Spaces:

Pandaisop
/

voice-detection-api

Sleeping

File size: 4,726 Bytes

c5c9261

---
title: Voice Detection API
emoji: 🛡️
colorFrom: blue
colorTo: purple
sdk: docker
pinned: false
app_port: 8000
---

# 🎙️ VoiceGuard — AI Voice Detection API

**State-of-the-Art Deepfake Audio Detection System**

VoiceGuard is a high-performance API designed to detect AI-generated speech with exceptional accuracy. It combines advanced neural network inference with traditional forensic audio analysis to provide a robust defense against deepfake audio.

## 🚀 Key Features

*   **Multi-Stage Detection Pipeline**: Fuses deep learning with signal processing forensics.
*   **Explainable AI**: Provides detailed, human-readable explanations for every detection.
*   **Dual Analysis Engine**:
    *   **Neural Model**: Wav2Vec2-based classifier with attentive pooling.
    *   **Forensic Analyzers**: Spectral, Temporal, Formant, and Artifact detection.
*   **Real-time Base64 Processing**: Optimized for low-latency API integration.
*   **Audio Quality Profiling**: Automatically assesses SNR, clipping, and silence ratios.

## 🌐 Live Demo
Experience the API instantly on Hugging Face Spaces:
**[👉 Try VoiceGuard Demo](https://huggingface.co/spaces/Pandaisop/voice-detection-api)**

---

## 🛠️ Installation & Setup

### Prerequisites
*   Python 3.9+
*   RAM: 4GB+ (8GB recommended for optimal performance)

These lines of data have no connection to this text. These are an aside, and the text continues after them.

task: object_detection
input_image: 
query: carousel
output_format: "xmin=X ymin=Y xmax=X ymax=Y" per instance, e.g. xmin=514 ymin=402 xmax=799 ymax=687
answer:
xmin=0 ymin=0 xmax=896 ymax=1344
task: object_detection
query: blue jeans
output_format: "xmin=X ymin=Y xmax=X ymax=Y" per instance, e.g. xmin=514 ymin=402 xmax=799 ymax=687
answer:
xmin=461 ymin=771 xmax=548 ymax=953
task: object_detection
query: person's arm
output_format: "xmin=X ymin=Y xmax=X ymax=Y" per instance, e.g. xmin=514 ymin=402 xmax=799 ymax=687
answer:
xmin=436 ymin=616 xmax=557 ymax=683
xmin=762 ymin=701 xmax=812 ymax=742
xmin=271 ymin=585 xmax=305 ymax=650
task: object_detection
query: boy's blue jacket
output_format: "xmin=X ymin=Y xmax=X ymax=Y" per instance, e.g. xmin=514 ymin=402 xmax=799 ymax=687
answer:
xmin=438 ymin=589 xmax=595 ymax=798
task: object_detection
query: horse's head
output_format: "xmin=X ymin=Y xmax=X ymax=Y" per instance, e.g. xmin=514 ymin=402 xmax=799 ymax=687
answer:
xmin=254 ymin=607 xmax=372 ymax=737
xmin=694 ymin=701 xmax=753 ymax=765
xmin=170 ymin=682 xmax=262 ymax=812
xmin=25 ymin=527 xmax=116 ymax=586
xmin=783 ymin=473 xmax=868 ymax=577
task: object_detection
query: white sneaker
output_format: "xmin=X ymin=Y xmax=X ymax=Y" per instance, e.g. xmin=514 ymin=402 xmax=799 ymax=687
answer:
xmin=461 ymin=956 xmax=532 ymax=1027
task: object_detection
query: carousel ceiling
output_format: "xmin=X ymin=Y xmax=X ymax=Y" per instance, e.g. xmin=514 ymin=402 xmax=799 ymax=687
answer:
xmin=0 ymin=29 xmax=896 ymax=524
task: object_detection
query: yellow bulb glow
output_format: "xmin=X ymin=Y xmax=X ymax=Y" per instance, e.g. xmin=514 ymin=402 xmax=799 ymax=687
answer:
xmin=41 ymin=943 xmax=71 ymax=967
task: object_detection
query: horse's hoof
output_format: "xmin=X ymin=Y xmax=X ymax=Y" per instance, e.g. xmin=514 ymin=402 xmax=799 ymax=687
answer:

### 1. Clone the Repository
```bash
git clone <your-repo-url>
cd voice-detection-api
```

### 2. Install Dependencies
```bash
# Create a virtual environment (recommended)
python -m venv venv
source venv/bin/activate  # On Windows: venv\Scripts\activate

# Install requirements
pip install -r requirements.txt
```

### 3. Configure Model (Optional)
By default, the API downloads a pre-trained model. To use your local trained model:
1.  Ensure your model files are in the `model/` directory.
2.  Update `.env` file:
    ```bash
    MODEL_NAME=./model
    ```

### 4. Run the API
```bash
uvicorn app.main:app --host 0.0.0.0 --port 8000 --reload
```
The API will be available at `http://localhost:8000`.

---

## 📖 Usage

### API Endpoint: `/detect`
**Method**: `POST`
**Content-Type**: `application/json`

#### Request Body
```json
{
  "language": "English",
  "audioFormat": "mp3",
  "audioBase64": "<base64_encoded_audio_string>"
}
```

#### Response Example
```json
{
  "status": "success",
  "language": "English",
  "classification": "AI_GENERATED",
  "confidenceScore": 0.98,
  "explanation": "Strong indicators of AI-generated speech detected. Evidence: unnaturally uniform spectral texture, and metronomic pause timing. Neural model and forensic analyzers are in agreement.",
  "analyzersAgree": true,
  "inferenceTimeMs": 450.2
}
```

### Web UI
Navigate to `http://localhost:8000` in your browser to access the built-in testing console. You can upload audio files directly to test the detection engine.

---

## 🧠 Model Architecture & Approach

VoiceGuard uses a **Hybrid Detection Architecture** to maximize robustness.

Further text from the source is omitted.